Various - Late NightTales: MGMT
Mon 7th Nov, 2011 in Music Reviews
After the epic success of their first album Oracular Spectacular and the mixed reception to follow-up Congratulations, what was the logical next step for MGMT?
Rather than hitting back with a big commercial release or continuing down the new guitar-driven sound of their second album, the duo has released a compilation in the renowned Late Night Tales series. Reminding their audience that they are “firstly fans of other people’s music” as the album booklet does, MGMT are asserting their status as music enthusiasts above all else.
If staking a claim to musical integrity was at all part of the aim with this compilation, it’s worked. Late Night Tales has a history of great releases, with a mixing alumni as prestigious as Air, Four Tet, The Flaming Lips, and most recently, Trentemoller. By any estimation, MGMT have done the series justice with their introspective and strung-out 20-track mix.
But be warned, it’s definitely not destined to be a club favourite. Touted as “music for the after-after party”, the mix is dominated by a gentle, low-fi, and often shoe-gaze sound. That’s not to say it’s a complete departure from the sorts of sounds you’d expect from MGMT – opening with Disco Inferno’s Can’t See Through This, we’re initiated with a breezily electronic riffs not unfamiliar to the duo. From there, there’s everything from the sixties vestige Love You Girl by The Great Society, Suicide’s synth-driven Cheree and twangy instrumental inclusions from the likes of Felt.

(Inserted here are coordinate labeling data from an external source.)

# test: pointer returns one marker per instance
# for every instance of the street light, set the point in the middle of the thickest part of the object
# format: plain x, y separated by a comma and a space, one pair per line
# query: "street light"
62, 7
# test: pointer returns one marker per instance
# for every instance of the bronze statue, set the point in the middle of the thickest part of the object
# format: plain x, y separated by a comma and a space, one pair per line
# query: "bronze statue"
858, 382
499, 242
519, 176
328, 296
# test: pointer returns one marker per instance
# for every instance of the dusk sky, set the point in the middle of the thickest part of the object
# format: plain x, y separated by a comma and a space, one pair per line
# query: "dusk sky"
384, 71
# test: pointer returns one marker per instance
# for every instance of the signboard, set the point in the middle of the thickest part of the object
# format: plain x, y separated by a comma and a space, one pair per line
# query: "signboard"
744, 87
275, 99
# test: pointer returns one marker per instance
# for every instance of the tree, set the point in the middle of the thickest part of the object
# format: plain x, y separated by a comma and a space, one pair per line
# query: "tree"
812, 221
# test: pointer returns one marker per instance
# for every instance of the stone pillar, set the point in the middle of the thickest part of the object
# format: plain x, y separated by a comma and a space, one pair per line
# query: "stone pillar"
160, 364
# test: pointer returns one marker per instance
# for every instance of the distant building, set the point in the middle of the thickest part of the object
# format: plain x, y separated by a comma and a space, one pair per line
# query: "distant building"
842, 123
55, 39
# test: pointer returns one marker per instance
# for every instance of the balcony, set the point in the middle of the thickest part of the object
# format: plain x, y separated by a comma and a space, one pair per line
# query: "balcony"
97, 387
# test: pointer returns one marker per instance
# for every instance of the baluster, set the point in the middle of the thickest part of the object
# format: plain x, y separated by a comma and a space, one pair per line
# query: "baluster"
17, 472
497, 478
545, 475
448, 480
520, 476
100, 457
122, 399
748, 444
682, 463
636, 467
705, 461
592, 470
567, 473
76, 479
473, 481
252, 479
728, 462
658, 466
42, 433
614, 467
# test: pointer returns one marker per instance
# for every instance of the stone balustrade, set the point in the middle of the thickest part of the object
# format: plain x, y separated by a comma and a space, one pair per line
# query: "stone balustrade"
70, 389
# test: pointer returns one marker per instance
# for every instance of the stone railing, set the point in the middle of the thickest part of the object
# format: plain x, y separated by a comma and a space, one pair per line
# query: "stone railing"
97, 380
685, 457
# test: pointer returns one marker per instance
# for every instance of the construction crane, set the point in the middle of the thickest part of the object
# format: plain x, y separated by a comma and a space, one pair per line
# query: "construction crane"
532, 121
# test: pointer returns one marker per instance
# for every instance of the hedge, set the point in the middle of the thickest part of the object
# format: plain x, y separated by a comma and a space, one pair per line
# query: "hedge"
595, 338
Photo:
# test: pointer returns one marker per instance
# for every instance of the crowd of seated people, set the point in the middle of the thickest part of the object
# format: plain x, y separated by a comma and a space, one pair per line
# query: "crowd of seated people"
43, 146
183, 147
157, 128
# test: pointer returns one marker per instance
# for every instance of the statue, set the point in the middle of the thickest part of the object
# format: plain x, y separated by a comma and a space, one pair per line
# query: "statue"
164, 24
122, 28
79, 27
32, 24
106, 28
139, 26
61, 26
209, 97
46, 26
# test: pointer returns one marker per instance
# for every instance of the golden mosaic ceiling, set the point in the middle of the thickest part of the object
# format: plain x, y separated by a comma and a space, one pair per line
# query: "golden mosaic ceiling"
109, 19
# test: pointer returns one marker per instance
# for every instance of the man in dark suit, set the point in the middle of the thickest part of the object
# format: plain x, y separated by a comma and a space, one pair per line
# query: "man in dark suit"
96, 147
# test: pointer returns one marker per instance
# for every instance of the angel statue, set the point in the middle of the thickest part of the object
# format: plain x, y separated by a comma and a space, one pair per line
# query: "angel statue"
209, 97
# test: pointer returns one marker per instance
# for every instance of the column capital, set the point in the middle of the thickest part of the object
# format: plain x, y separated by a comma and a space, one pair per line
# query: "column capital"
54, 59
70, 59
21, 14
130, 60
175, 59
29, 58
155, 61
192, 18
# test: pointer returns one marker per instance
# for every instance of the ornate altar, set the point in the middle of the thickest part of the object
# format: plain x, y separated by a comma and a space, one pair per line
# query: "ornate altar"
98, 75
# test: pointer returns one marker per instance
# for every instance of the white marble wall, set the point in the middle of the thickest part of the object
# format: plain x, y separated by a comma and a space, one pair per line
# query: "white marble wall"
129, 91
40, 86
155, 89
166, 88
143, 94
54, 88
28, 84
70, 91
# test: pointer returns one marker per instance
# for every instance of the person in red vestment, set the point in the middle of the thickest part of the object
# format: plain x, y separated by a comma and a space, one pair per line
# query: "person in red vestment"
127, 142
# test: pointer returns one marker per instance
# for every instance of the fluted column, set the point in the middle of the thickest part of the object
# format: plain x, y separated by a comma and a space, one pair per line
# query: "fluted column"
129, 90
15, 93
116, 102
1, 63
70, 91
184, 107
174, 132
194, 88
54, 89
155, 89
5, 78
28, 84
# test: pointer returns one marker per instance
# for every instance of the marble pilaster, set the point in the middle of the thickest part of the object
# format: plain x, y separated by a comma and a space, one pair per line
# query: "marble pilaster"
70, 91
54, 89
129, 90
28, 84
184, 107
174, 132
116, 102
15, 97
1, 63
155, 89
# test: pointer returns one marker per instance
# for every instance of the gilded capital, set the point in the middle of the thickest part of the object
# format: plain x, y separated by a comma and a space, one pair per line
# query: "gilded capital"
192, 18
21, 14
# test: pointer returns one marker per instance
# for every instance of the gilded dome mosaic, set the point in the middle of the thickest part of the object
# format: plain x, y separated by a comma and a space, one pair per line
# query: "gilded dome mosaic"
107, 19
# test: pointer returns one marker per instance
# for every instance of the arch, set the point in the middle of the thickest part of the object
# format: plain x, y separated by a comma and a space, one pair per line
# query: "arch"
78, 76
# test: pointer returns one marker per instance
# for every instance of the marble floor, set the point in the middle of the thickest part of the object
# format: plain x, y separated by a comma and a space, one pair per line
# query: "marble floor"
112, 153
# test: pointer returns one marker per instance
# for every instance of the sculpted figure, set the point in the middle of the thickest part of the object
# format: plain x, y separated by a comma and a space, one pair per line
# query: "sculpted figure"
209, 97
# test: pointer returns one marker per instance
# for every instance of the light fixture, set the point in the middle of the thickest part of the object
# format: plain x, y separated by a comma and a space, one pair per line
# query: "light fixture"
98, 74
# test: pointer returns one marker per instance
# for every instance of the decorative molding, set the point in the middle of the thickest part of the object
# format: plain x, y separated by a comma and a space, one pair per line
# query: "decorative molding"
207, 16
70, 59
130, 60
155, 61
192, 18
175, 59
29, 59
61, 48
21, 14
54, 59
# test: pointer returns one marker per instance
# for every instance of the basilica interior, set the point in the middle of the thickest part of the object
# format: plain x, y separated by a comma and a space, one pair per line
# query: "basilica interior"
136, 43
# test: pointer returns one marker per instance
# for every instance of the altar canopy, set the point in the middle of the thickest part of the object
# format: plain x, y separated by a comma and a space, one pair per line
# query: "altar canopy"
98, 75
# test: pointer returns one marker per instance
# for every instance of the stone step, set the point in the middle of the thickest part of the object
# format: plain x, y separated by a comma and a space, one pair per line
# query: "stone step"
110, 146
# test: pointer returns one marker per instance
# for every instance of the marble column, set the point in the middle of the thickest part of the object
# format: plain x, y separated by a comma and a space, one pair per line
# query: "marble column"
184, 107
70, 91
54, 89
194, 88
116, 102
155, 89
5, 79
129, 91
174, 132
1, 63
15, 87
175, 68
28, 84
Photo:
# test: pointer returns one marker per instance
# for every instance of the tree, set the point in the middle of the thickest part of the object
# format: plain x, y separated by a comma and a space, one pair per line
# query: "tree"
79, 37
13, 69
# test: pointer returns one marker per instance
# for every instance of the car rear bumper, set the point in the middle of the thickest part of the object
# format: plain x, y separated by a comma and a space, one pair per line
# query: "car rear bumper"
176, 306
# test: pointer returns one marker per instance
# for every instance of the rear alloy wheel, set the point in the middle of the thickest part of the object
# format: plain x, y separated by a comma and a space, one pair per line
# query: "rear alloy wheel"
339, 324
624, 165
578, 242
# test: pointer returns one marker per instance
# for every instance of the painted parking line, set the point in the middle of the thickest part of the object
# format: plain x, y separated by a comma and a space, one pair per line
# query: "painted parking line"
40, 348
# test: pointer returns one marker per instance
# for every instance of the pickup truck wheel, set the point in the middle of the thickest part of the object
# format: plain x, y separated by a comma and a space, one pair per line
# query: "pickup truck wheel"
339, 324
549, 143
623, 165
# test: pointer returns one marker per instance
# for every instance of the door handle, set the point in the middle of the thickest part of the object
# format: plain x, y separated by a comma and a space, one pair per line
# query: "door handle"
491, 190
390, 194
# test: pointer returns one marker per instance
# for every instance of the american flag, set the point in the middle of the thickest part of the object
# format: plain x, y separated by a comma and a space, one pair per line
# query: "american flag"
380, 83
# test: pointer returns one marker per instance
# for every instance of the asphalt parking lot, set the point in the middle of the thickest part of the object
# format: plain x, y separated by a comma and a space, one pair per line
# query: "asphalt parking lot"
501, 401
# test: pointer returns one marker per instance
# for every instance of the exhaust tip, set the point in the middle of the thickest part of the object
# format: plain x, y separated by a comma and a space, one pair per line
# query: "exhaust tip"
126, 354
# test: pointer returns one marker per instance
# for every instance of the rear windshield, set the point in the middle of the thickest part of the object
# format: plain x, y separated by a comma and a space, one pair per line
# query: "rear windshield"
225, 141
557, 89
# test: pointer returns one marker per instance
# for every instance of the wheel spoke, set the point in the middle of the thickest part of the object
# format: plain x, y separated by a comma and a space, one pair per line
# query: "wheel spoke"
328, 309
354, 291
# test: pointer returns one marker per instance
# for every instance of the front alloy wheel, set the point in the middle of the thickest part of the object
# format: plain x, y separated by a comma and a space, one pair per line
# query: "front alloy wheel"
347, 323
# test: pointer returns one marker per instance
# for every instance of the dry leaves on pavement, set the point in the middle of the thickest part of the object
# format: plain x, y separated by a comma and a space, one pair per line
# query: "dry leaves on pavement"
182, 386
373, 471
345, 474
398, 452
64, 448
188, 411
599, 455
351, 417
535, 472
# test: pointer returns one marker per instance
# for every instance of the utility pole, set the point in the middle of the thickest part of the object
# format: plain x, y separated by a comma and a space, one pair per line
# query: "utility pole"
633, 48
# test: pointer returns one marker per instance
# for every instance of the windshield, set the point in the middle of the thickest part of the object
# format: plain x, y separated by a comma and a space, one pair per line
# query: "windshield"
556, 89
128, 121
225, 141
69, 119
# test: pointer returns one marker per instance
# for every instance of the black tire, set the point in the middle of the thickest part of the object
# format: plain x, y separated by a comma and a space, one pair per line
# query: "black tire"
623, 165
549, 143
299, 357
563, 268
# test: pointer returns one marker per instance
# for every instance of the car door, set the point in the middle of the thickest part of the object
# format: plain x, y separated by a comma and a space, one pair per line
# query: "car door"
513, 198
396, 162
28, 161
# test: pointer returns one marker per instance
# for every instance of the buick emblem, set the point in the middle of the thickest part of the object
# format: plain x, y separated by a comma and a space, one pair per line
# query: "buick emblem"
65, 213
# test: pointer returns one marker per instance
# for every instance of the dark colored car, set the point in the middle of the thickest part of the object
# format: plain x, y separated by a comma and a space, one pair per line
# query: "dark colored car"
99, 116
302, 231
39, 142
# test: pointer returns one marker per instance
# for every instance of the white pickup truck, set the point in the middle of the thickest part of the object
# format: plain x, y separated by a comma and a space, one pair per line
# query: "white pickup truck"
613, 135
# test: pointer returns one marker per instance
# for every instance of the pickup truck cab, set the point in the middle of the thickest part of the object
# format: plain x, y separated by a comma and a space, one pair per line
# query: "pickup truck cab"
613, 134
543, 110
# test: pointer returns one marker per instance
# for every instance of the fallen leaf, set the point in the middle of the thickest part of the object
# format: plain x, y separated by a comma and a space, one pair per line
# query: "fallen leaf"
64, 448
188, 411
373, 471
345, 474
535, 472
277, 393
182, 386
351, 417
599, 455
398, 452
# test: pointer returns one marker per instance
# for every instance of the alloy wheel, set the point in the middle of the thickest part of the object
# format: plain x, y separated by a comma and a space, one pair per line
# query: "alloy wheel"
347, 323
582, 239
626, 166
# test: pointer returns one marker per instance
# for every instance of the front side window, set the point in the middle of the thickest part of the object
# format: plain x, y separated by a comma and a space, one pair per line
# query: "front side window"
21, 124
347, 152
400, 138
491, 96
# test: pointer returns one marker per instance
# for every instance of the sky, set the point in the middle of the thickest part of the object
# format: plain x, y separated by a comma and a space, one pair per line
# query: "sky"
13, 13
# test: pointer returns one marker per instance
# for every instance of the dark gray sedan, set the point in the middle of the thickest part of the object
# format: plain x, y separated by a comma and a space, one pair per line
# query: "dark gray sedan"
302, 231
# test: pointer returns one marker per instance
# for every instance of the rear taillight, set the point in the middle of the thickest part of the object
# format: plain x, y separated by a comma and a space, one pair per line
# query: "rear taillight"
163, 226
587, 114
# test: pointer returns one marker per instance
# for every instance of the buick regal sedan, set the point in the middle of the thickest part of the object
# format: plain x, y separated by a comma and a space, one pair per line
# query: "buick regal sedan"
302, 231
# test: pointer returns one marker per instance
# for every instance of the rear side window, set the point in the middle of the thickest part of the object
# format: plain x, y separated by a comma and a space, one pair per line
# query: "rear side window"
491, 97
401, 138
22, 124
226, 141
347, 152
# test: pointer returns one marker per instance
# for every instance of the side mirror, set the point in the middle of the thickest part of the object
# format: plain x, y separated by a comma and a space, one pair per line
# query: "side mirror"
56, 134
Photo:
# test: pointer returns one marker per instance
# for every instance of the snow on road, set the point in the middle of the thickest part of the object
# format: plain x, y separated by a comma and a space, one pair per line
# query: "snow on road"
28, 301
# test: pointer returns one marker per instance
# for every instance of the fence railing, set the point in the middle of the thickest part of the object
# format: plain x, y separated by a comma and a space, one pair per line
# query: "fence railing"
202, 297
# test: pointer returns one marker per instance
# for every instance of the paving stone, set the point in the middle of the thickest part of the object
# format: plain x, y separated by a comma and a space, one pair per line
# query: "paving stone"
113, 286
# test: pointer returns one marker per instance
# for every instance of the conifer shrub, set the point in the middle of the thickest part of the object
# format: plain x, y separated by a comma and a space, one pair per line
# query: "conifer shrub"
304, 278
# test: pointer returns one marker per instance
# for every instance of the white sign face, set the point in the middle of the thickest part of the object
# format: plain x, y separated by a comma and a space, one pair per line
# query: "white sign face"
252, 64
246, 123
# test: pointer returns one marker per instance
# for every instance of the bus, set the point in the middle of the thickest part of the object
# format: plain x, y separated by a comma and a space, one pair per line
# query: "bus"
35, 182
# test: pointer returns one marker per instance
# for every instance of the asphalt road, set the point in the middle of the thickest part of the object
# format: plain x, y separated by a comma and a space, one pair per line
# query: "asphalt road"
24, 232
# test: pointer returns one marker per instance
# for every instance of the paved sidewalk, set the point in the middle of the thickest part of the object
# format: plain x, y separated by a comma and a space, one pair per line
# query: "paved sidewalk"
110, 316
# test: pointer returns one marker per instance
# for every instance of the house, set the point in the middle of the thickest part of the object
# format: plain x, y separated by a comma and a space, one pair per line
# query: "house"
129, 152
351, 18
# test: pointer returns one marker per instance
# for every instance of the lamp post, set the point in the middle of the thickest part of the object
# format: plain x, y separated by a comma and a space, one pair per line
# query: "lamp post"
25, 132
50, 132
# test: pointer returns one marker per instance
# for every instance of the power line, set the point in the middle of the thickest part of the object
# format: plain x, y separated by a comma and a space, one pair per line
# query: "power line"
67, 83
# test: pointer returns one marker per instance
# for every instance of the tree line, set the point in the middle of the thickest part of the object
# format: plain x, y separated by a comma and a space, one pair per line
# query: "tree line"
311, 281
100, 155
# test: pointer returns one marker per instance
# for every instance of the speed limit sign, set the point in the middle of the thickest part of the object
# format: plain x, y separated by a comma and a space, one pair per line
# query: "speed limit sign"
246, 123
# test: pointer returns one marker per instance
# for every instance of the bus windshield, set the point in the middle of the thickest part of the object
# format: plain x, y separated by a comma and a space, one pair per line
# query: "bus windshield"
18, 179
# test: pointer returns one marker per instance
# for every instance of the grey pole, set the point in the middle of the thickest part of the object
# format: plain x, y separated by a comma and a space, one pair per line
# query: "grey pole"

With inclusions from The Velvet Underground and Television Personalities, the tracks are, of course, by no means new. In fact, with the majority of the featured tracks coming from the sixties, seventies and eighties, it’s fair to assume that MGMT are referencing their own early influences – and as ever with such ventures, it’s interesting to be allowed an insight into the music that brought the pair to where they are today.
At the halfway point comes MGMT’s own original contribution to the mix, a cover of Bauhaus’s All We Ever Wanted Was Everything. It’s brilliantly handled– sitting covertly amongst the other artist’s tracks; All We Ever Wanted Was Everything achieves a resonating, eerie quality. Combining the Congratulations -esque guitar strums and psychedelic undertones with the electronic twangs of Oracular Spectacular, you can’t help but wonder what form the sound of the forthcoming third album will bring.
Kicking off the second half is Chevel Sombre’s slow-paced Troubled Mind, before one of the most surprisingly powerful inclusions, Dave Bixby’s Drug Song. Bixby pleads “I’ve ruined my temple with drugs / my mind is stung” and “I’m not a person/ I can’t even feel” – a sentiment that’s a world away from the coke-happy anthem of Time to Pretend. The compilation also covers the decidedly more electronic territory of Martin Rev’s Sparks, the gentle synth strains of Melancholy Man by The Wake and the pinging Morning Splendour by Pauline Anna Strom. Ending the mix is a spoken-word track by former NME writer Paul Morley – which with lines like “Language is made up of millions of clamorous, close-mouthed ghosts, as inhuman as glass” will no doubt be interpreted variously by different listeners as either peculiar, strangely poetic or just a bit pretentious.
MGMT’s contribution to the Late Night Tales series may not be to the taste of all their current fans, but it’s nonetheless a superb mix. Despite the unhurried pace of much of the compilation’s tracks, it never grows tired or uninteresting. Rather, the mix captivates the entire length; evoking an atmosphere that could be the come-down sequel to Oracular Spectacular.